Back when bitcoin launched in 2009, there were fewer computers on the network, and so my personal computer probably would have won some block awards. However, over the years specialized chips (ASICs) have been created that only have one function, to run the bitcoin math. Nowadays, to be a successful miner, you need to run a computer that is full of these special ASIC (application specific integrated chips), and all that the computer does is run the bitcoin software. There is no keyboard or monitor, just a shoebox-sized computer connected to the internet with a power-supply and a fan or two, full of these chips. A modern bitcoin mining company will have a warehouse full of racks of these shoebox computers running the software. If you were a mining company, you would recognize that the most appropriate place to locate this warehouse of computers is where energy is cheap or free. Renewable energy, in the long run, is cheaper than fossil fuels. There is a higher up-front cost, but a long-term benefit. An additional benefit, with crypto specifically, is you can locate the bitcoin mining equipment at the renewable power source--like say a remote volcano/geothermal heat source, that is far from civilization. This is 'lost' energy, or sometimes energy that is wasted. I predict that just like the oil fields that were easy to get to have all been used first, the easy to get renewable energy sources are going to be capitalized on first. Nowadays we are mining in shale or deep-sea locations to get oil. Years from now, the hard-to-get-to renewable locations will be accessed.

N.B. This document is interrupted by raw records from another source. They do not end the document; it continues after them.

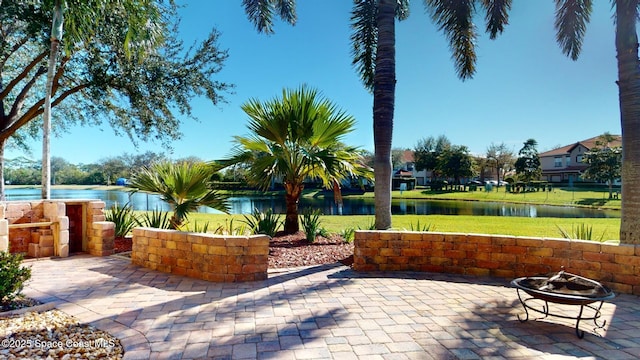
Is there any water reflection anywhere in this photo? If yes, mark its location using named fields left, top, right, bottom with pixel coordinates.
left=6, top=189, right=620, bottom=218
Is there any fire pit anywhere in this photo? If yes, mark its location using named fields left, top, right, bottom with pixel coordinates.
left=511, top=270, right=616, bottom=339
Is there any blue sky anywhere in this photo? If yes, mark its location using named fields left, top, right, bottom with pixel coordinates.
left=7, top=0, right=620, bottom=164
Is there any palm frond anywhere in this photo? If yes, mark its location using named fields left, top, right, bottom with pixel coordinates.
left=482, top=0, right=512, bottom=40
left=555, top=0, right=592, bottom=60
left=425, top=0, right=477, bottom=80
left=242, top=0, right=296, bottom=34
left=396, top=0, right=409, bottom=21
left=350, top=0, right=378, bottom=91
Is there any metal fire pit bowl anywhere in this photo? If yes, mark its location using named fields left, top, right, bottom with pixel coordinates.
left=511, top=270, right=616, bottom=339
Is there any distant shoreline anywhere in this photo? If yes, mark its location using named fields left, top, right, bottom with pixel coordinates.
left=5, top=185, right=128, bottom=191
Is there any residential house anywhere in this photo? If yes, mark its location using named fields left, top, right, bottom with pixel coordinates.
left=539, top=135, right=622, bottom=182
left=393, top=150, right=431, bottom=186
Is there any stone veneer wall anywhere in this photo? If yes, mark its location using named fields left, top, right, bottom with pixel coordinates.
left=131, top=228, right=269, bottom=282
left=353, top=231, right=640, bottom=295
left=85, top=201, right=116, bottom=256
left=0, top=200, right=115, bottom=257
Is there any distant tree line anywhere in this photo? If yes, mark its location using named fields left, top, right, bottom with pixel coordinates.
left=5, top=151, right=216, bottom=185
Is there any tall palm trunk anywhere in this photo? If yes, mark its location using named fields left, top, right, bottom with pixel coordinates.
left=0, top=139, right=7, bottom=201
left=616, top=0, right=640, bottom=244
left=373, top=0, right=396, bottom=230
left=284, top=183, right=303, bottom=234
left=42, top=0, right=63, bottom=199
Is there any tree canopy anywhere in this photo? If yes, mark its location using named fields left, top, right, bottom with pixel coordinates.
left=515, top=139, right=542, bottom=182
left=0, top=0, right=232, bottom=191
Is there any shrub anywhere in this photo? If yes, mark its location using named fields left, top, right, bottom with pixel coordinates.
left=213, top=219, right=248, bottom=235
left=0, top=251, right=31, bottom=305
left=339, top=228, right=356, bottom=243
left=300, top=209, right=320, bottom=242
left=192, top=221, right=209, bottom=234
left=556, top=223, right=604, bottom=241
left=136, top=209, right=173, bottom=229
left=243, top=209, right=282, bottom=237
left=104, top=203, right=138, bottom=237
left=409, top=220, right=433, bottom=232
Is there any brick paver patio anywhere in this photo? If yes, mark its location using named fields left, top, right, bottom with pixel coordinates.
left=18, top=255, right=640, bottom=360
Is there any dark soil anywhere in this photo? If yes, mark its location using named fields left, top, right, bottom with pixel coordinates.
left=114, top=231, right=353, bottom=269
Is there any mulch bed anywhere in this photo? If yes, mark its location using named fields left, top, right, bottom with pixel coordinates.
left=114, top=231, right=353, bottom=269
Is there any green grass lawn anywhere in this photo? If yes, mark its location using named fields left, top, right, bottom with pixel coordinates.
left=350, top=187, right=620, bottom=209
left=184, top=213, right=620, bottom=240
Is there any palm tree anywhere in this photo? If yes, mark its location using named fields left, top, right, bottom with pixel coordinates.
left=129, top=161, right=228, bottom=229
left=243, top=0, right=511, bottom=230
left=219, top=86, right=370, bottom=234
left=555, top=0, right=640, bottom=244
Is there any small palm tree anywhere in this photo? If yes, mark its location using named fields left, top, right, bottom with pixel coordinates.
left=129, top=161, right=228, bottom=229
left=219, top=86, right=371, bottom=234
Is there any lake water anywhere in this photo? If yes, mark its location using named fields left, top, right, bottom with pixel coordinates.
left=1, top=189, right=620, bottom=218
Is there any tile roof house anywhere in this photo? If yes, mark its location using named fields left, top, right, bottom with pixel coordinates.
left=538, top=135, right=622, bottom=182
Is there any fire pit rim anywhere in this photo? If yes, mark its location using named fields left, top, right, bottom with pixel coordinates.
left=511, top=273, right=616, bottom=305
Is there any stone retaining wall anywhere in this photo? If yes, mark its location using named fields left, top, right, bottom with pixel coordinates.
left=131, top=228, right=269, bottom=282
left=0, top=200, right=115, bottom=257
left=353, top=231, right=640, bottom=295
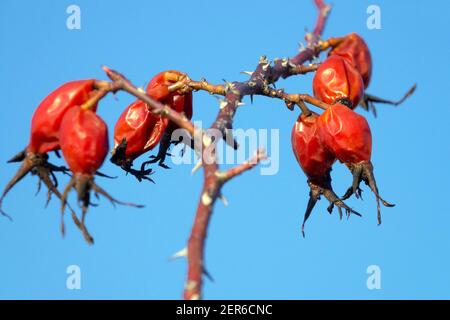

People like to argue that the bitcoin network uses more energy than some small country. It does not matter which small country you refer to this week. The country will change, over time. When China banned bitcoin mining in 2021, the amount of total energy expenditure lowered, because they were fewer miners. Now that all of the miners that departed China have set up camp in new countries, the energy expenditure is likely just as high as it was pre-ban. I know that the hashpower of the network has returned. The unit of computing power to secure this cryptographic equation is a hash. As I type this, on Jan 8, 2022, the network has 175 ExaHash/second. There are a LOT of computers/ASIC running on this network, keeping it secure. When I say secure--the only way to invalidate a bitcoin transaction would be to re-write the block history. To do this, you would need to have 51% of the computing power all agreeing that your desired block history is the correct one. This is how the bitcoin faithful know that no one can take your bitcoin from you. The network would require over half of the participants colluding. No entity, government or otherwise, has the capacity to do purchase, deploy, and implement such an attack.


The apples to apples equivalent cannot be performed unless you compare the use of bitcoin to the energy expenditure of the banking network. It seems to me that this is the argument being made of why money should not be spent on bitcoin. So, to answer this apples-to-apples, you would need to add up the energy required to run today's banking system. I cannot even begin to consider how you could sum up all of the energy expenditures of the banks, all of their headquarters and regional branches, their ATMs, the point-of-sale cash registers, point-of-sale credit card processors, armored guard services to move the cash, the paper and coin currency manufacturing industry, the fraud prevention/counterfeiting surveillance industry, and I am sure there are some others that I have not thought to include. None of those costs are associated with bitcoin. All you need is a wallet and an internet connection. I'm going to say these costs (a phone and a wallet) are part of both systems, and therefore equal.


So...do you think that summing up the energy expenditure of all the banks, etc is greater than the expenditure of mining bitcoin? And...is it worth it?